Место, которое знал Эдик, нашли не сразу. Блуждали вдоль каких-то зеленых заборов, забрели на автобазу, было жарко, начиналось похмелье, заболевал рот. Вернулись к трамвайной линии. В затормозившем трамвае женщина у окна, блондинка лет тридцати, долго и хорошо смотрела на Эдика. Эдик мужественно поджал губы. В этот момент Парусенко ударил. Удар был несильный, к тому же реакция сработала, — кулак по касательной задел скулу. Эдик, собравшийся было провести двойной удар, левой крюком под дых и правой в наклонившуюся челюсть, ограничился ударом левой в нос. Потекла слабая юшка. Парусенко потрагивал ее пальцем, удивленно улыбаясь.
— Платок есть? На, возьми мой, — Эдик протянул что-то серенькое, похожее на мышку.
— Нет уж, не надо, — засмеялся Парусенко, уворачиваясь, как матадор.

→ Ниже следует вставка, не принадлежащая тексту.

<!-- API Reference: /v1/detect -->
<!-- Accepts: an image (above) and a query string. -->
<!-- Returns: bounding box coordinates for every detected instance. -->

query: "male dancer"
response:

Обернувшись, Парусенко увидел рядом, в двух шагах, место, которое знал Эдик. Возле трамвайной остановки, над глубоким подвалом зеленым по желтому было написано: «Вино».
— Открыто? — несмело спросил Эдик, спустившись на несколько ступенек.
А где ты видишь «закрыто»? — сердито откликнулся из глубины нежный голос.
2
Костя Плющ медленно брел вверх по Нарышкинскому спуску. Собственно, брести у него не получалось. Маленький свой корпус он держал прямо, а маленькие ноги передвигались сами по себе, на этот раз медленно.
Было жарко, пропотевшая фетровая шляпа, отцовская, наползала на лоб. Снять ее было нельзя — Костя держал марку. Страсть к старым и настоящим предметам, будь то шляпа, или кожаный портфель, оттягивающий сейчас руку, или подсвечник, или даже книга, — Плющ книг не читал, ссылаясь на маленькие буковки и шесть классов советской школы, — одолевала его давно, сколько себя помнил. А помнил он себя с двухлетнего возраста, целых двадцать девять лет. Ничего себе.